L'air frais de la nuit apportait une légère brise, mais la tension entre nous ne semblait pas vouloir se dissiper.

Je brisai le silence en tournant la tête vers lui.

— Pourquoi nous ?

Il ne répondit pas tout de suite, comme s'il avait besoin de peser chaque mot avant de parler. Ses yeux se firent plus sombres, son visage un peu plus fermé.

— C'est compliqué, Camila, dit-il enfin, d'un ton presque désabusé. J'ai grandi dans un monde où les règles sont différentes. Un monde où l'on fait des choix qu'on regrette, mais qu'on ne peut pas effacer.

Je le regardai, surprise. Ses mots résonnaient comme un aveu, comme un cri étouffé.

— Qu'est-ce que tu veux dire ? insinurai-je, un peu plus froide. Tu t'es rapproché de notre famille pour quelle raison ? Parce que tu cherches à retrouver ce monde-là ? Ce pouvoir ?

Il haussait les épaules, mais il y avait une lueur d'hésitation dans ses yeux, comme s'il ne voulait pas vraiment répondre.

— Peut-être que j'y suis un peu allé pour ça, mais pas seulement. Ton père... il est respecté. Pas juste dans son milieu, mais dans tout ce qu'il a construit autour de lui. Ce genre de respect, ça se mérite, tu sais.

Je le regardai, perplexe. Je savais qu'Isaac venait d'un milieu difficile, mais je n'avais jamais imaginé qu'il puisse être attiré par ce genre de respect.

— Tu veux devenir comme lui ? Un mafieux, un homme de pouvoir ? demandai-je, un peu plus acerbe cette fois.

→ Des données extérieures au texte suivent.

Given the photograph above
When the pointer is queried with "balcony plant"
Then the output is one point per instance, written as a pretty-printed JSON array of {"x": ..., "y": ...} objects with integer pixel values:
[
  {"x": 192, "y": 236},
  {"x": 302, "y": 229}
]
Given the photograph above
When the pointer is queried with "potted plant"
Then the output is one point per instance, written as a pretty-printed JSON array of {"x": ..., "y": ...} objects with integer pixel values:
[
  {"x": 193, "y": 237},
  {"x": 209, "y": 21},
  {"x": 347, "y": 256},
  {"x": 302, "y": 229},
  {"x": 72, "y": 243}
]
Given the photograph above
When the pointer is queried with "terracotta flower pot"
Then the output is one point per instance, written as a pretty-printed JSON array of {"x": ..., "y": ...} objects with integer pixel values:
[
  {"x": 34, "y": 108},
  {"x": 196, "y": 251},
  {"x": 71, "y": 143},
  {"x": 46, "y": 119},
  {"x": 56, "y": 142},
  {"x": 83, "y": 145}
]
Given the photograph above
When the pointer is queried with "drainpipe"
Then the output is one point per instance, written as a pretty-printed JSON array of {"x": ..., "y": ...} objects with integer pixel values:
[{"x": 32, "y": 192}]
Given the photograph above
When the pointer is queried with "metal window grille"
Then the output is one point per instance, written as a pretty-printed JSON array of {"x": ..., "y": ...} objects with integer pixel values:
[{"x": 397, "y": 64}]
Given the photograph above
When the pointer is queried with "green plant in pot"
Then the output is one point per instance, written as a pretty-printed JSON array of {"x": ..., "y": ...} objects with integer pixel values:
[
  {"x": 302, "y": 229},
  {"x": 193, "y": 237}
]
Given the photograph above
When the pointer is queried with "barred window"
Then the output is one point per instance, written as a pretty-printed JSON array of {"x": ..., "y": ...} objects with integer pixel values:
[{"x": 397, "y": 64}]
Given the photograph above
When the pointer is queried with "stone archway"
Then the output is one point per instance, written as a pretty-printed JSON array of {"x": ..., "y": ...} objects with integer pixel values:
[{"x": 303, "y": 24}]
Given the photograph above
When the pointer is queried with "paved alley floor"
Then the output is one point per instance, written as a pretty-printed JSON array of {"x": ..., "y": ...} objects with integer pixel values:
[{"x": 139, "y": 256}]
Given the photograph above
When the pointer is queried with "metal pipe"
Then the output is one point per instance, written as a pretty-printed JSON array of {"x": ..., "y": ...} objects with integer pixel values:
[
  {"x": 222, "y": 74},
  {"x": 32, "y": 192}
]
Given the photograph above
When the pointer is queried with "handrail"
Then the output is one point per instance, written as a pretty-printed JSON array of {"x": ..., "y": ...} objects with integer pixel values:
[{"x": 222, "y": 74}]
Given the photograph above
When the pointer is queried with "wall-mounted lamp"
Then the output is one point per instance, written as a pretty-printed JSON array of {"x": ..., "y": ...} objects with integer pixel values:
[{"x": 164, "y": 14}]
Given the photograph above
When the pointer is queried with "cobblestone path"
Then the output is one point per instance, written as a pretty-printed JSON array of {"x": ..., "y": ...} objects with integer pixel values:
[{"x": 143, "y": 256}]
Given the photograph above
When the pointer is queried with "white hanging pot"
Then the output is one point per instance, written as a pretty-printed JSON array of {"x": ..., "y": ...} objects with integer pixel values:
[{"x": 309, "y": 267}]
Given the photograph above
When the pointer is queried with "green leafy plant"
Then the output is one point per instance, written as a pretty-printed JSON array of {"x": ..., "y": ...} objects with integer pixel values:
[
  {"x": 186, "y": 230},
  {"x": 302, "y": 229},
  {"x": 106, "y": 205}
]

Isaac s'arrêta brusquement, me regardant droit dans les yeux.

— Non, répondit-il d'une voix calme, mais ferme. Mais parfois, on a besoin de comprendre pourquoi des gens comme lui sont ce qu'ils sont. Parce que... parce que je me reconnais dans ce qu'il a dû faire pour arriver là où il est. J'ai fait des choses que je regrette, des choses que j'aurais préféré ne jamais faire. Et je suis ici, avec la DEA, parce que je pense pouvoir réparer ce que j'ai détruit. Mais... ça n'efface pas tout.

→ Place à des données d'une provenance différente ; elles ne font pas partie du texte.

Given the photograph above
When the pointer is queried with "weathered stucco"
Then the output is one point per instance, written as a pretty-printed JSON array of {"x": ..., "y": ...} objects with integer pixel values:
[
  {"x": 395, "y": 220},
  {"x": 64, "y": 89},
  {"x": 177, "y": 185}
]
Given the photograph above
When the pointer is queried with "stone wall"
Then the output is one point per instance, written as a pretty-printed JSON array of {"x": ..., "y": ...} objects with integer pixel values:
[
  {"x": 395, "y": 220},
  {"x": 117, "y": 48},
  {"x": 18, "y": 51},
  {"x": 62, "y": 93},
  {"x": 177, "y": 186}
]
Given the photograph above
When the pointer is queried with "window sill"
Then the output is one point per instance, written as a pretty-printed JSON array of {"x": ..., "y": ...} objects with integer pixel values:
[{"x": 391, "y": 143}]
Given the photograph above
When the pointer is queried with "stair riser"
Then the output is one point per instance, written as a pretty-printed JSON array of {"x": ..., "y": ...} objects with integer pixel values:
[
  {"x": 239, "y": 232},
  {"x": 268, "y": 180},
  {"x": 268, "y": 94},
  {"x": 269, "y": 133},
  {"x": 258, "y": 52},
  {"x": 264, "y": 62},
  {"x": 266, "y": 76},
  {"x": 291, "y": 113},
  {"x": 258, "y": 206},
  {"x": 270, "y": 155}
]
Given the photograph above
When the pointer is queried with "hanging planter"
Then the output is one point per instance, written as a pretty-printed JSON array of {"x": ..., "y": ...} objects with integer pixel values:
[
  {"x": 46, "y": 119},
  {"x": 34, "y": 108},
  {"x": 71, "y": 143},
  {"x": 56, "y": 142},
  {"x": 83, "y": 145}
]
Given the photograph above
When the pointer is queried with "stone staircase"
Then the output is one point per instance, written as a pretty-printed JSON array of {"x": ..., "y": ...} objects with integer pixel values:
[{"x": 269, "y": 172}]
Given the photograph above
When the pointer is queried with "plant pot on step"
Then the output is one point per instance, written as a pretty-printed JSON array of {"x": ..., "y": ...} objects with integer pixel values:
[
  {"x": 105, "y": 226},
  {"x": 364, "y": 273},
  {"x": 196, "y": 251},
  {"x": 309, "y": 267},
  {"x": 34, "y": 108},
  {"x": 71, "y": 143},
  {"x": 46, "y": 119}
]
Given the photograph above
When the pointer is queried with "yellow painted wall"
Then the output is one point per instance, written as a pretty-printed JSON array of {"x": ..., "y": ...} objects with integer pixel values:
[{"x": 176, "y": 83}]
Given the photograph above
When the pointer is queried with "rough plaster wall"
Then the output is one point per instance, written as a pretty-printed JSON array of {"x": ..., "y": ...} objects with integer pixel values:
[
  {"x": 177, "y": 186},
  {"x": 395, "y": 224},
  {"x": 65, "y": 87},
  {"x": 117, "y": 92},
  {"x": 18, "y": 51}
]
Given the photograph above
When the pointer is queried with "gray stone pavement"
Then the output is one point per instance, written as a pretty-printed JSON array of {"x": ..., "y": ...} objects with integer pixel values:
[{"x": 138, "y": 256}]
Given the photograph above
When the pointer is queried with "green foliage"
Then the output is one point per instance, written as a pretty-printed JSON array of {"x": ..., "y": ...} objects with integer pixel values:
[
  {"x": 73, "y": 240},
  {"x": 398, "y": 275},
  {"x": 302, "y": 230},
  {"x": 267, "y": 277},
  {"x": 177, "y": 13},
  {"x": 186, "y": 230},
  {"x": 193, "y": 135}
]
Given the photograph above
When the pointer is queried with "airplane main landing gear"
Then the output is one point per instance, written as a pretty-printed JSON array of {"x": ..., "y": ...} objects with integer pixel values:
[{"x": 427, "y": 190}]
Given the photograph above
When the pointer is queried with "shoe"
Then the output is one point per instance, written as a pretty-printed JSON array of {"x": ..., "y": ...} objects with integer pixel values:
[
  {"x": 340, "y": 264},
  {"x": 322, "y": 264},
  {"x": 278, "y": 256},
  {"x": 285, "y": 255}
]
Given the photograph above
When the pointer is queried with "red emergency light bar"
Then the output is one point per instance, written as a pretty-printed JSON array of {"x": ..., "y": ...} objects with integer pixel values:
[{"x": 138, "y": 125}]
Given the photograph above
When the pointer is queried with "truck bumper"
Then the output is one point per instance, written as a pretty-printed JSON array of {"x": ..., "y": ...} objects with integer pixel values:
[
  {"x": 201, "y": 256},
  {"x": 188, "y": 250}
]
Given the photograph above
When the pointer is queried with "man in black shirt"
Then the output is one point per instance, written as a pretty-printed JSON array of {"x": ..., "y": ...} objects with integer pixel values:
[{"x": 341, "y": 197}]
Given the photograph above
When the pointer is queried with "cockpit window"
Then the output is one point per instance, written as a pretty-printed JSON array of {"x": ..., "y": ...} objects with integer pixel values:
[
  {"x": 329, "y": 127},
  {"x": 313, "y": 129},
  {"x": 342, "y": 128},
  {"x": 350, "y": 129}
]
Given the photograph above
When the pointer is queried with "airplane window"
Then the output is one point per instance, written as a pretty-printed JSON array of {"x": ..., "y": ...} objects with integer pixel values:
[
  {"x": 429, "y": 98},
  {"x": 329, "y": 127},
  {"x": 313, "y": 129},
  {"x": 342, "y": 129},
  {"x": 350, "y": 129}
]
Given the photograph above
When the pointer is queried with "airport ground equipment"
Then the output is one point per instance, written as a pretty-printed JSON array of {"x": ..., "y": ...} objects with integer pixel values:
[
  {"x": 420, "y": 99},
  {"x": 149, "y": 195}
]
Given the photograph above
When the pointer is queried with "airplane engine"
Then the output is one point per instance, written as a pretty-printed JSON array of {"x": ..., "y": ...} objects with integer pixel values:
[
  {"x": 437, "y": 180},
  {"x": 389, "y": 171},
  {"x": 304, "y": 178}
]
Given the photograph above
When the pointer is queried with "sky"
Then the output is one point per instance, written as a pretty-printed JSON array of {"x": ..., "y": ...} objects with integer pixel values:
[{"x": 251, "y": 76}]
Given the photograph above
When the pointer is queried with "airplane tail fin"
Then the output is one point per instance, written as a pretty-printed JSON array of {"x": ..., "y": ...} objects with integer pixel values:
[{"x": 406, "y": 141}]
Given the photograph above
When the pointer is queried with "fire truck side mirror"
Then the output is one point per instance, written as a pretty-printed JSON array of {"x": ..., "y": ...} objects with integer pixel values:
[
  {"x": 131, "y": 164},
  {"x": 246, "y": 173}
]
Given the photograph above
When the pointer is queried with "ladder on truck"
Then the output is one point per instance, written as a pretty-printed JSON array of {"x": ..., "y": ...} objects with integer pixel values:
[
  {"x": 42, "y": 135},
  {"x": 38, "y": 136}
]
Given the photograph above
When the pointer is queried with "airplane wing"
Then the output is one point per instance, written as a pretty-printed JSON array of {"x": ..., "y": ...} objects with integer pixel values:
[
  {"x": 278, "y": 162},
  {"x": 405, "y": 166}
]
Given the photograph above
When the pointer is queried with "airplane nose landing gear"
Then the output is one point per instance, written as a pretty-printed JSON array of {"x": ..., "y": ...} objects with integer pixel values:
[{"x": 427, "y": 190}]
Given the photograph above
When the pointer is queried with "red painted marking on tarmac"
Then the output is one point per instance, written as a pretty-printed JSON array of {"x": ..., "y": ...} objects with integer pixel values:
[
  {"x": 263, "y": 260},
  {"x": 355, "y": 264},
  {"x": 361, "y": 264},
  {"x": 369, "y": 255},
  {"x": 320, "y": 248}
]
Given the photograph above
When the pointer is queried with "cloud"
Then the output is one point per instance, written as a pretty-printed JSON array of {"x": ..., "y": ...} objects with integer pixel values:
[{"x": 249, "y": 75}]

Je restai là, sans mots, mes pensées tourbillonnant dans ma tête. Je n'avais jamais imaginé qu'Isaac puisse se sentir aussi perdu, aussi tiraillé.

— Donc, tu cherches à te justifier à travers lui ? demandai-je, plus doucement cette fois.

Il ferma les yeux un instant, comme s'il se battait contre lui-même.

— Peut-être que je cherche à comprendre. Peut-être que je veux savoir si ce que j'ai fait a un sens. Parce qu'honnêtement, Camila, je suis fatigué de vivre dans l'ombre de mes erreurs. Et parfois, ton père... il a l'air d'avoir trouvé une sorte de paix dans ce qu'il fait, dans son pouvoir. Moi, je n'ai jamais trouvé ça.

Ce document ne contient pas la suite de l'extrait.